トランプ第二次政権において、「報復税(内国歳入法899条項(案))」が打ち出された。これは、本書第III部「OECDによるデジタル課税」につながる。米国のバイデン前政権は最低法人税率を15%とする国際課税ルールに賛成したが、トランプ政権はこの新たな国際課税ルールに反発しその対抗策として「報復税」を検討した。「報復税」とは、その名の通り米国に対して差別的・不公平な税を課す国の企業および個人に対して追加課税するというものである。その後G7の合意により、新たな国際課税ルールから米国企業を排除することとし、米国も報復税を撤回した。現在議論されているデジタル課税の対象となる企業の多くは米国多国籍企業であり、自国第一主義を掲げるトランプ政権においては新たな国際課税ルールは米国の課税権を奪うものとして認められないとする姿勢を示している。
このような最新のトピックも検討するにあたっては、その背景を理解することは重要であろう。本書は、長年にわたり国際税務を中心とした税制を研究してきた著者が、『日本・国際税務発展史』『日本・税務会計形成史』『税務会計基礎概念史』『日本・租税条約発展史』に続き上梓したものである。その豊富な知識と経験が、本書随所にみられる。特に、第IV部「国連国際租税協力枠組み条約の台頭」は、出色の出来である。国際課税分野における情報を歴史的にも網羅的にも収集し研究してきた筆者ならではの視点で、縦断的・横断的に整理され、将来に向けた検討が加えられている。
さて、本書は、そのタイトルにあるとおり、電子商取引とデジタル課税をそれぞれ定義し分けて時系列整理されている。電子商取引について我が国の最近の例では、2026年にむけて約束手形の利用廃止・小切手の電子化が挙げられる。「紙」「手書き」でしか対応できなかった時代から50年足らずで「紙」も「手書き」も無くなるとは誰も予想できなかったであろう。

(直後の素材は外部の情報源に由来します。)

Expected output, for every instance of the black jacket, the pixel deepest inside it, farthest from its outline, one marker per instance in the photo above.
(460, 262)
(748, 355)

さらに、コンピュータ・インターネットの進化は、ビジネスの主戦場を物の移動からデータ取引へ移行させ、巨大多国籍企業を生み出した。このようなコンピュータ・インターネットの発展をめぐる環境の変化の速さや複雑さに、法規制はその対応に苦慮しながら後追いしている。
本書は、時系列に主要なトピックごとに章立てがなされており、理解しやすい構成となっている。研究者だけでなく、企業や実務家にとっても総覧として必読の書ということができる。ぜひ本書を手元に置いていただきたい。